L’actuel directeur général équato-guinéen de l’agence nationale d’investigation financière (ANIF) fait objet d’un énorme scandale à travers la diffusion de nombreuses vidéos érotiques qu’il conservait dans son ordinateur.
Dans lesdites vidéos le fils d’un neveu du président Obiang, s’affiche avec des épouses ou des filles de ministres, dignitaires ou généraux. Bello de son pseudonyme a des rapports sexuels non protégés avec ces femmes dans divers lieux, dont son espace de services, son bureau, selon les médias Équato-guinéens.
Les images érotiques, filmées à première vue avec le consentement des nombreuses partenaires du haut responsable politique suscitent moultes interrogations.

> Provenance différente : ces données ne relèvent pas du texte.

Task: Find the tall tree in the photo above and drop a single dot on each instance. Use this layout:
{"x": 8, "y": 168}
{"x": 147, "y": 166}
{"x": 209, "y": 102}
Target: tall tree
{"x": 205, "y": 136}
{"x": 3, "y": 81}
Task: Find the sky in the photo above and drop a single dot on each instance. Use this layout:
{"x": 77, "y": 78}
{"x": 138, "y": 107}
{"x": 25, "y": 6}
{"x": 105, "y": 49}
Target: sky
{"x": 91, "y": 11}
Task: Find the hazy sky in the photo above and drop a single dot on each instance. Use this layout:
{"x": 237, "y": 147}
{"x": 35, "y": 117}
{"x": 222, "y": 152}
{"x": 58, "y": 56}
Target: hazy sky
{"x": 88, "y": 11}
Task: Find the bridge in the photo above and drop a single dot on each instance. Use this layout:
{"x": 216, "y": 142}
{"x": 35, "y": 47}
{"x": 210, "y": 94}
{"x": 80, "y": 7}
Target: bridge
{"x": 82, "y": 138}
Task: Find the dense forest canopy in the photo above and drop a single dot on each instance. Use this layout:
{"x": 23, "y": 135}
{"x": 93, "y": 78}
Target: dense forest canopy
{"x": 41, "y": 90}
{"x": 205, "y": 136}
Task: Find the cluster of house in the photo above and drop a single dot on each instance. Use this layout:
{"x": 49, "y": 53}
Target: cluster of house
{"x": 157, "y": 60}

Pour quelles raisons une personnalité publique filmerait-elle ses ébats sexuels avec des compagnes dont certaines seraient mariées? Qui a pu faire fuiter ces images et dans quel but?
Si certains observateurs voient dans la production et la publication de ces vidéos un rituel ésotérique, d’autres pointent du doigt la décadence morale de la société Équato- guinéenne et le manque d’encadrement de l’espace cybernétique. » les vidéos de Baltasar montrent notre état moral tel qu’il est. Ça choque parce que c’est vu mais ce sont des choses communes. Nos bureaux administratifs et nos grands bâtiments cachent bien des secrets. », nous confie Ady Oyono, journaliste à Bata.

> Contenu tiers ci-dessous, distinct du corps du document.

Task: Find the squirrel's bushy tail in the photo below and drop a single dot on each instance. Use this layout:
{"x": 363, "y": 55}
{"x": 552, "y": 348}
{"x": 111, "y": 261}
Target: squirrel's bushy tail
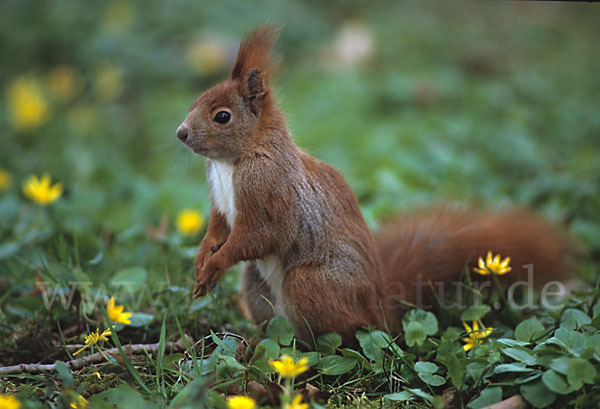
{"x": 435, "y": 246}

Partagés entre gène et consternation, les autorités de Malabo se sont saisies de l’affaire. Une enquête instruite par le procureur général du parquet de la République Anatolio Nzang Nguema cherche à voir clair sur l’état de santé de Baltasar Ebang Engonga. Il s’agit de savoir si l’homme politique et haut fonctionnaire serait porteur d’une maladie sexuellement transmissible et s’il aurait pu volontairement contaminer ses nombreuses conquêtes. » Si les faits soupçonnés venaient à être établis, M. Engonga pourrait être poursuivi pour atteinte à la santé publique « déclare le procureur.
Et, même si les populations convoquent la rigueur des pouvoirs publics contre les acteurs des vidéos érotiques en circulation, il faut souligner qu’en l’état actuel de la législation en Guinée Équatoriale, aucune disposition ne permet de condamner quelqu’un pour avoir eu des relations sexuelles consentantes non protégées avec plusieurs partenaires.
Une situation qui accentue l’indignation de certains internautes qui appelent à légiférer sur l’intégrité des personnalités publiques et la diffusion des contenus sur les réseaux sociaux. C’est du moins l’avis de Ady Oyono qui appelle à des sanctions même symboliques. » l’Etat doit agir pour montrer qu’il est encore le gardien de la morale et du savoir vivre chez nous » lâche t-elle.
Pour l’heure, Teodoro Nguema Obiang, le Vice-président de la République de Guinée équatoriale annonce des sanctions à l’égard des « fonctionnaires qui ont des relations sexuelles dans les bureaux des ministères du pays. », il indique par ailleurs que » le gouvernement prendra des mesures sévères contre ces actes car ils constituent une violation flagrante du code de conduite et de la loi sur l’éthique publique« .
Une lutte contre l’immoralité et l’amoralité est donc ainsi engagée. A préciser que Baltasar Ebang Engonga est poursuivi pour dans une affaire de détournement de fonds, un montant de 6 milliards évoqué, ce qui aurait occasionné la perquisition de son bureau et la saisie de l’ordinateur contenant les vidéos au coeur du scandale. Le fils de Baltasar Engonga Edjo’o « est suffisamment grand pour répondre de ses actes », selon les propos de son père, l’actuel président de la Communauté économique et monétaire de l’Afrique Centrale (CEMAC).